La boîte à outils n’était donc rien de moins qu’un Google Doc – rédigé par un groupe d’activistes œuvrant en Inde et au sein de la diaspora – conçu pour soutenir le grand mouvement des agriculteurs qui manifestaient depuis des mois pour contester un ensemble de lois agricoles que le gouvernement Modi avait fait adopter à la hâte sous le couvert de la pandémie de Covid-19. Au cœur des protestations, la conviction que la suppression du contrôle des prix agricoles (institué de longue date) et l’ouverture du secteur à davantage d’investisseurs privés signeront l’«arrêt de mort» des petits agriculteurs et mettront les terres fertiles de l’Inde entre les mains d’une poignée de multinationales.

Nombreux sont ceux qui, en Inde et dans l’ensemble de la diaspora sud-asiatique, mais aussi plus largement ailleurs dans le monde, ont essayé de leur venir en aide. Le mouvement des jeunes pour le climat, quant à lui, s’est senti investi d’une responsabilité particulière.

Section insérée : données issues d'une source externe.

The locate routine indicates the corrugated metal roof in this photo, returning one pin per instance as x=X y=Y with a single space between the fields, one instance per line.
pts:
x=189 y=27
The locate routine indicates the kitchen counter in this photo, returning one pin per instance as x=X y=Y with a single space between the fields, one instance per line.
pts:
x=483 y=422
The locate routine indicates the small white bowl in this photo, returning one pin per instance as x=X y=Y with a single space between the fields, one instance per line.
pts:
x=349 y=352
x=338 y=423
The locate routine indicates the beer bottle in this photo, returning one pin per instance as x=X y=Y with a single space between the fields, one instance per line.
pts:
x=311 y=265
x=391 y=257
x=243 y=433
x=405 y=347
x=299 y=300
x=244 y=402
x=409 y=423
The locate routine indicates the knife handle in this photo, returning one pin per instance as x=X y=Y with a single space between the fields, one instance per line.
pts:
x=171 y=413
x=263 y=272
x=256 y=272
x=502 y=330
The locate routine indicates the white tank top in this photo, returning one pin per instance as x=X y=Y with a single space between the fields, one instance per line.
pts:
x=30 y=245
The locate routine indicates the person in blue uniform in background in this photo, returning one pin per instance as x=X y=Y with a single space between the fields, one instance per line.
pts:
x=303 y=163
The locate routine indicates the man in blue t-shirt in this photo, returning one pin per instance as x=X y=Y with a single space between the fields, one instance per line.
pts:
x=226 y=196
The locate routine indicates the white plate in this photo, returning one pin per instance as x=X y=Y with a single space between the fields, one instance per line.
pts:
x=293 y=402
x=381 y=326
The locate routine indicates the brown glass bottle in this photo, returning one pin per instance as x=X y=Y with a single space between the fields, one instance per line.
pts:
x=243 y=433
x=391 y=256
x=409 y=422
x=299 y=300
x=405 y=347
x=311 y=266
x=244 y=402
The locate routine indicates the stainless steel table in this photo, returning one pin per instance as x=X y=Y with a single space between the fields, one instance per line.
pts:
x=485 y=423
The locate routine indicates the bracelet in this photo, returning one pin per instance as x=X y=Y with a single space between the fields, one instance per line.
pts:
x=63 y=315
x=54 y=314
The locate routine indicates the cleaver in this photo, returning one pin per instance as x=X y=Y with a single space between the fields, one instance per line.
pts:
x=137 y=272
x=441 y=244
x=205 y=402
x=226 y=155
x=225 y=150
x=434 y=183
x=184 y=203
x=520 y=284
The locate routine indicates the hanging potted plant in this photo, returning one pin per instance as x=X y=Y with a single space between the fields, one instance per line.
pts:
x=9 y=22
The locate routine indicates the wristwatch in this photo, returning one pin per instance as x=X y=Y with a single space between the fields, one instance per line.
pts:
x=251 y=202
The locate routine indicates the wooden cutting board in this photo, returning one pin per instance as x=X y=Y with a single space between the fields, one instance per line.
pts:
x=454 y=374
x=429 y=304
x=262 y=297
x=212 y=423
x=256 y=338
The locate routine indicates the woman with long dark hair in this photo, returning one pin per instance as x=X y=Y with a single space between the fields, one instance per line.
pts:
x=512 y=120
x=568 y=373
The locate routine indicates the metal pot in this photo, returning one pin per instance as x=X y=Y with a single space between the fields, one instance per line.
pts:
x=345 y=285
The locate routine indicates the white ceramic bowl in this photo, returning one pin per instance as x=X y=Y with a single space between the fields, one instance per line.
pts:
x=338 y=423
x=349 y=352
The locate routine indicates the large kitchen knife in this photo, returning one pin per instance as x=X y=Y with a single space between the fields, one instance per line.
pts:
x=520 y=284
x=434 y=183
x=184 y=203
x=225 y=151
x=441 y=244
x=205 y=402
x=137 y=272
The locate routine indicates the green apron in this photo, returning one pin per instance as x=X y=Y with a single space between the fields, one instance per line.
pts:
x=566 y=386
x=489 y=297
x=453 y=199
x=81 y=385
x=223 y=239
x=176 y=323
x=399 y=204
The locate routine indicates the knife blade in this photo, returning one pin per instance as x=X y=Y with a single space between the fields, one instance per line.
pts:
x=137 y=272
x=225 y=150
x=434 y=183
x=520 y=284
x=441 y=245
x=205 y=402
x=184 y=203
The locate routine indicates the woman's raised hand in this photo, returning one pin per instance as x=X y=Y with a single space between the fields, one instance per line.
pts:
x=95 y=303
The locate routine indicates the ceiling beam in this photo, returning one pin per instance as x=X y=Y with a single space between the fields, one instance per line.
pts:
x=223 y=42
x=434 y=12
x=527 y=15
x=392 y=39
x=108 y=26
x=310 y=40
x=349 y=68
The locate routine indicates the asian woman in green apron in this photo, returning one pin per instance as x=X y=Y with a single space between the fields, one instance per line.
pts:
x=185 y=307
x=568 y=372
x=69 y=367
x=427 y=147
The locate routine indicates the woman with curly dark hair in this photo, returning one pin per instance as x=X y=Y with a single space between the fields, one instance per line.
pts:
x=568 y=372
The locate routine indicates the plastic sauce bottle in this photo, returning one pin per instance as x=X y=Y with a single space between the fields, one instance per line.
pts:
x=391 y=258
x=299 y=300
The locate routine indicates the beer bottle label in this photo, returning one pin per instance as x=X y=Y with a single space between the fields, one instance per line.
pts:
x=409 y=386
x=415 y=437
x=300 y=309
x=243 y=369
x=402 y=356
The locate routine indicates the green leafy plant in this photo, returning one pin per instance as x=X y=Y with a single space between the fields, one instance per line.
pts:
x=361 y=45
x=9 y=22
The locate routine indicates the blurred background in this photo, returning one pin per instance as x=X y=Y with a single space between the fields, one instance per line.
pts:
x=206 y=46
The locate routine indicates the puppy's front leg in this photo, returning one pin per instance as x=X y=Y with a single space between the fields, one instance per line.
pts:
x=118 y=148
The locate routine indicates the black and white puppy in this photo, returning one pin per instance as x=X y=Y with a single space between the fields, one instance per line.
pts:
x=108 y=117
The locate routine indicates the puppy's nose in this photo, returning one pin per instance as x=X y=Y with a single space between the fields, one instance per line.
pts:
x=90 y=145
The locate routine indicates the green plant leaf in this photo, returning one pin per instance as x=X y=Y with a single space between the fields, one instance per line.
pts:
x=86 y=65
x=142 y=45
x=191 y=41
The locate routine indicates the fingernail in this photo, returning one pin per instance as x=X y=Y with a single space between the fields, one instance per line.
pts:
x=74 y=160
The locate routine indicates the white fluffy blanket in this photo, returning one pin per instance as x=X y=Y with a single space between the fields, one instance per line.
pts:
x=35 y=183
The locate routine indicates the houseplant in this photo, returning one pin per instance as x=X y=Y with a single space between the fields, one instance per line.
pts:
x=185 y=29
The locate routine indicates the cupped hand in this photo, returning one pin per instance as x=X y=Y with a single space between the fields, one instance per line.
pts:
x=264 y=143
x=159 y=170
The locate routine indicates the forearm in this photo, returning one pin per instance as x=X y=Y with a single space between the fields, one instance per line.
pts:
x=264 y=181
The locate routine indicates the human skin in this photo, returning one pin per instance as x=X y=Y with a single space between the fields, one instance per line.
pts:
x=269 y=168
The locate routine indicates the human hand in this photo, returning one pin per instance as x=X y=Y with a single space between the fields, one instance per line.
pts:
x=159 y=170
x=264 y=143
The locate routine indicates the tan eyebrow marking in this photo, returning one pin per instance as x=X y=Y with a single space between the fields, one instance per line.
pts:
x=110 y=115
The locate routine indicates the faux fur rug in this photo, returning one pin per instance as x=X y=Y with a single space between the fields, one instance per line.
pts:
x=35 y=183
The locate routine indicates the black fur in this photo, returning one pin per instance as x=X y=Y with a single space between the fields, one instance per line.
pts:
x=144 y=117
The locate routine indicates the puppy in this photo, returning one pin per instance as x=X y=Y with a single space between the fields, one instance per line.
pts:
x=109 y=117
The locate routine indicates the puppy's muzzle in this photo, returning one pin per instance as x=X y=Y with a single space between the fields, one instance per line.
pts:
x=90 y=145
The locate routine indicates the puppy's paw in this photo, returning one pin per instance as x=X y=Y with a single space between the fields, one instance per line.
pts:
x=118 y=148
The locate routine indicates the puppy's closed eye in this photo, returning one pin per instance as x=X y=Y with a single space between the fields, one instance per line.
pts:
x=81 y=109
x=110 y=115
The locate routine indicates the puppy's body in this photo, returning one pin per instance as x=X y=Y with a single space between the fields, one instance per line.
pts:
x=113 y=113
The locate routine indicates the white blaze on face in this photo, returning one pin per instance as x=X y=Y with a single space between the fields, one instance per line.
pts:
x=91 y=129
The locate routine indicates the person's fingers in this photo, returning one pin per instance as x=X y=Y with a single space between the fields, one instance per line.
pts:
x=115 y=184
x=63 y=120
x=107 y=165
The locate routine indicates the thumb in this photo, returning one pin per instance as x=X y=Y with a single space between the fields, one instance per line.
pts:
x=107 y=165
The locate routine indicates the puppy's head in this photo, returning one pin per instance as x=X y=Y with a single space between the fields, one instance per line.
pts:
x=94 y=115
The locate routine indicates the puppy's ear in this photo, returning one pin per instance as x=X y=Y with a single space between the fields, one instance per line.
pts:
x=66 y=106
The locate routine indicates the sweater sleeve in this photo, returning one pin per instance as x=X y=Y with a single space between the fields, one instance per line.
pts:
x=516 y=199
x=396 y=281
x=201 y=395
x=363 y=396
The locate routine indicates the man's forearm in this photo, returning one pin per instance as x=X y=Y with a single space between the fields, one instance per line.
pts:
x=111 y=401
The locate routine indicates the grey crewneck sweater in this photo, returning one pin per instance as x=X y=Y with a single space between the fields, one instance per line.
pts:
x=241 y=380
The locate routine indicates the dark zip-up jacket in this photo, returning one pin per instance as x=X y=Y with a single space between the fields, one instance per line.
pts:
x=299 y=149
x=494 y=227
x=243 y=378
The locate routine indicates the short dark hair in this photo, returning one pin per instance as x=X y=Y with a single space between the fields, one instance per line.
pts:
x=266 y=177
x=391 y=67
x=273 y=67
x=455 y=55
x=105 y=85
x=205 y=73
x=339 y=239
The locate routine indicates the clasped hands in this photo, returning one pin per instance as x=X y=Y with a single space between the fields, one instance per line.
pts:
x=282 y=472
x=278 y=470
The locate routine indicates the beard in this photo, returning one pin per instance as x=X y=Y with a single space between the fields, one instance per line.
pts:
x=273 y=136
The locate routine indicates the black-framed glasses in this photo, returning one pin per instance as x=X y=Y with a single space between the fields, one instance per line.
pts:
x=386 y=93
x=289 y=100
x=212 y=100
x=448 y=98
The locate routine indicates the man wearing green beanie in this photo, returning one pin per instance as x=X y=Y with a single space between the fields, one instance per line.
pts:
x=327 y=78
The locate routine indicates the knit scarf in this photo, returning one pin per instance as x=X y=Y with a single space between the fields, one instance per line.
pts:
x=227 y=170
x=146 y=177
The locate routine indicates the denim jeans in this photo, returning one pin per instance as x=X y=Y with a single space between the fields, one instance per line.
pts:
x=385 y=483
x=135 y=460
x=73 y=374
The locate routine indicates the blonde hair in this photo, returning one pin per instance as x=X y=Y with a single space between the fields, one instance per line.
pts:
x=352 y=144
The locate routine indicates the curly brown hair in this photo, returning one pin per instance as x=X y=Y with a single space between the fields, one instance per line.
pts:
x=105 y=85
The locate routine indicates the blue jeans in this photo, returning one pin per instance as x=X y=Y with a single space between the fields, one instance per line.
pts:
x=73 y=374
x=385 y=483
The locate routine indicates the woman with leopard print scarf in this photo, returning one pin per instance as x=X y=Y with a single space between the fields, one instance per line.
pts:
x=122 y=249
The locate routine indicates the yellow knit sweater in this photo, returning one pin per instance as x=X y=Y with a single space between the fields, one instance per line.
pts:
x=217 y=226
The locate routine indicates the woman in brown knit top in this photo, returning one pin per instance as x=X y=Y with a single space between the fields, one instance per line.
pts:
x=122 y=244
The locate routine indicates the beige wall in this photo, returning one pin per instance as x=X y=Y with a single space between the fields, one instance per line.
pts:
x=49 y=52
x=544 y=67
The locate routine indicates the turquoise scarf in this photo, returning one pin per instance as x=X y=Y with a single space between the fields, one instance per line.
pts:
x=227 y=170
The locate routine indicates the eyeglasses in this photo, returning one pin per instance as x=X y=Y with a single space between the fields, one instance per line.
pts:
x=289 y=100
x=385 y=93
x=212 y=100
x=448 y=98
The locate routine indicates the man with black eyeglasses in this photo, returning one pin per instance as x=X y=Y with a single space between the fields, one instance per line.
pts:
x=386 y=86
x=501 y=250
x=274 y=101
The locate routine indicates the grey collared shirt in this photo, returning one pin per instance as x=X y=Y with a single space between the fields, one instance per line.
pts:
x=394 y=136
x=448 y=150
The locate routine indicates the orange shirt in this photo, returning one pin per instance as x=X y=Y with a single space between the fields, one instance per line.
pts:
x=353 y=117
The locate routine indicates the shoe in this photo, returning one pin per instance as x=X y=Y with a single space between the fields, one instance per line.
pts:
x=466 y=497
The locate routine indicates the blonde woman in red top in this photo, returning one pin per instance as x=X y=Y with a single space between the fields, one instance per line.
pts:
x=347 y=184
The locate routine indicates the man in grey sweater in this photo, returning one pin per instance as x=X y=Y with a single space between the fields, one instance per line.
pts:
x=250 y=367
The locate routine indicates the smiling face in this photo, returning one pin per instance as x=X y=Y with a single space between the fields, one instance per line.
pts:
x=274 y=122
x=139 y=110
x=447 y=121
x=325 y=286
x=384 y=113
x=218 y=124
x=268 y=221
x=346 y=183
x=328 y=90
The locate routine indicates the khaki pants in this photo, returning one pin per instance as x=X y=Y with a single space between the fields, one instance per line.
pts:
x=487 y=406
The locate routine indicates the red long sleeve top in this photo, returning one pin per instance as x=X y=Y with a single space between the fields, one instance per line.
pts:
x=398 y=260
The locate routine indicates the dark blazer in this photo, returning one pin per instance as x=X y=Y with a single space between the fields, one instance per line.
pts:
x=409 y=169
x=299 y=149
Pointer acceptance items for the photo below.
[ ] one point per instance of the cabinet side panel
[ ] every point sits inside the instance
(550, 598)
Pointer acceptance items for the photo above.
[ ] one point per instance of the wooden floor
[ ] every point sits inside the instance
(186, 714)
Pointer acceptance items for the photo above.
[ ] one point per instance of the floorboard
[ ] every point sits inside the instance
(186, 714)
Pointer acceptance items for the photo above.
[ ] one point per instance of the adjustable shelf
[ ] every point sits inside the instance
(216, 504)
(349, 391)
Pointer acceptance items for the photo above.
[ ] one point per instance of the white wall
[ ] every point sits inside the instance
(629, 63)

Devant le tribunal, Disha Ravi a déclaré soutenir les agriculteurs au motif qu’«ils sont notre avenir et que nous avons tous besoin de nous nourrir». Elle en a aussi profité pour faire le lien avec la crise climatique. Les sécheresses, les vagues de chaleur et les inondations se sont intensifiées ces dernières années, et les agriculteurs indiens sont en première ligne face aux catastrophes naturelles, perdant souvent leurs récoltes et leurs moyens de subsistance. Disha Ravi en sait quelque chose : elle a déjà vu ses grands-parents, agriculteurs, faire face à ces épisodes météorologiques extrêmes.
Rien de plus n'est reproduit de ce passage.